We are using javamail to fetch emails from email accounts & lately we have had emails sent with Chinese, Japanese characters.
For example, here's some japanese content:
限定クリエイティブツールのコレクションを含む高速写真編集ソフトウェア。
And it would probably get outputted like this:
<div>=1B$B$"=1B(B =1B$B$$=1B(B =1B$B$&=1B(B =1B$B$(=1B(B =1B$B$*=1B(B =1B$B=
$+=1B(B =1B$B$-=1B(B =1B$B$/=1B(B =1B$B$1=1B(B =1B$B$3=1B(B =1B$B$5=1B(B =
=1B$B$7=1B(B =1B$B$9=1B(B =1B$B$;=1B(B =1B$B$=3D=1B(B =1B$B$,=1B(B =1B$B$.=
=1B(B =1B$B$0=1B(B =1B$B$2=1B(B =1B$B$4=1B(B =1B$B$Q=1B(B =1B$B$T=1B(B =1B$=
B$W=1B(B =1B$B$Z=1B(B =1B$B$]=1B(B</div>
And content-type
is usually text/html; charset=UTF-8
.
We are using writeTo
method to get all the headers and content.
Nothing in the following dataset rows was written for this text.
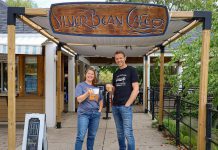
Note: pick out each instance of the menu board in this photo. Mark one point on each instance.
(34, 137)
(33, 134)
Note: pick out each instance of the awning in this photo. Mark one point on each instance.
(30, 44)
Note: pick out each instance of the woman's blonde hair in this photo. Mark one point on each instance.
(94, 81)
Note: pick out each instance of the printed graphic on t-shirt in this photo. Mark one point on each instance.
(121, 80)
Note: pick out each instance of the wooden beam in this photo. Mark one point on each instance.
(11, 89)
(76, 81)
(36, 11)
(177, 35)
(145, 103)
(58, 104)
(40, 75)
(62, 83)
(21, 68)
(203, 90)
(160, 113)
I tried doing the following but it didn't work:
ByteArrayOutputStream baos = new ByteArrayOutputStream();
m.writeTo(baos);
pm.setUnProcessedMessage(baos.toString("UTF-8")); //Here I am explicitly stating the encoding
Also, I believe the issue might be because we are using an old version of JavaMail (1.5.0).
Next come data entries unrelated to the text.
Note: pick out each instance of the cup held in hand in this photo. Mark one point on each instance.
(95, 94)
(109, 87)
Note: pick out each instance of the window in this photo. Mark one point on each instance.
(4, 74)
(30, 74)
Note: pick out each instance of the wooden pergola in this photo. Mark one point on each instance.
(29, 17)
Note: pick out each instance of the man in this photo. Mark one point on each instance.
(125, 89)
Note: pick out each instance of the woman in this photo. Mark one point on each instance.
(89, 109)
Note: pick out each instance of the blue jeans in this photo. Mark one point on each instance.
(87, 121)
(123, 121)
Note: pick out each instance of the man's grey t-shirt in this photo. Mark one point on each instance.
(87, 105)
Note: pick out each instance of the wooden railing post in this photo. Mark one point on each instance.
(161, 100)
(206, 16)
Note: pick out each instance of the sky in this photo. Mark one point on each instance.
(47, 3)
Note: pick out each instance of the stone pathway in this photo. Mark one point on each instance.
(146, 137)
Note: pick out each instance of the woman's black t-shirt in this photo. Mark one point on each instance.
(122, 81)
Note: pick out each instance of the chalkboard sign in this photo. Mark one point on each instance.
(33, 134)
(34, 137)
What can we do here to handle foreign characters?
Using the writeTo method gives you the MIME encoded content of the message. It sounds like you want the decoded content, for which you should use the getContent or getInputStream method. The getContent method will return a String of Unicode characters, which you can use directly. The getInputStream method will return a byte string with the character encoding specified by the charset parameter; you'll need to wrap it with a Reader to get the Unicode characters.
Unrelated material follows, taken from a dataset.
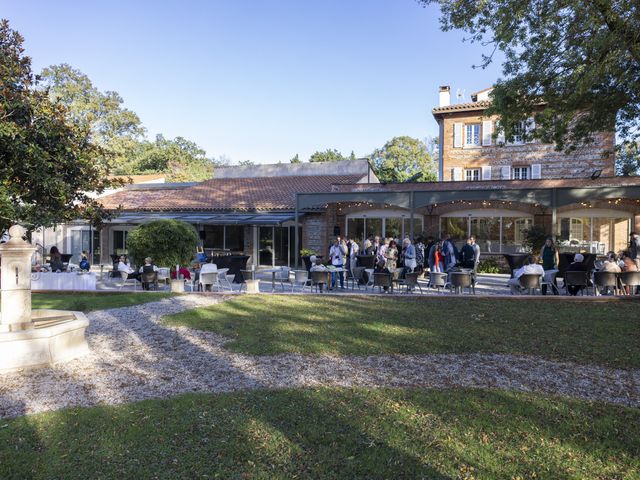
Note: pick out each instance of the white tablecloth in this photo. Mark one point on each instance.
(63, 281)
If you also want the headers, e.g., to display them along with the message content, you should use the getSubject, getRecipients, etc. methods, which again will return you decoded content. You can use the getHeader method to get other headers, but you'll need to decode the content yourself using the MimeUtility methods.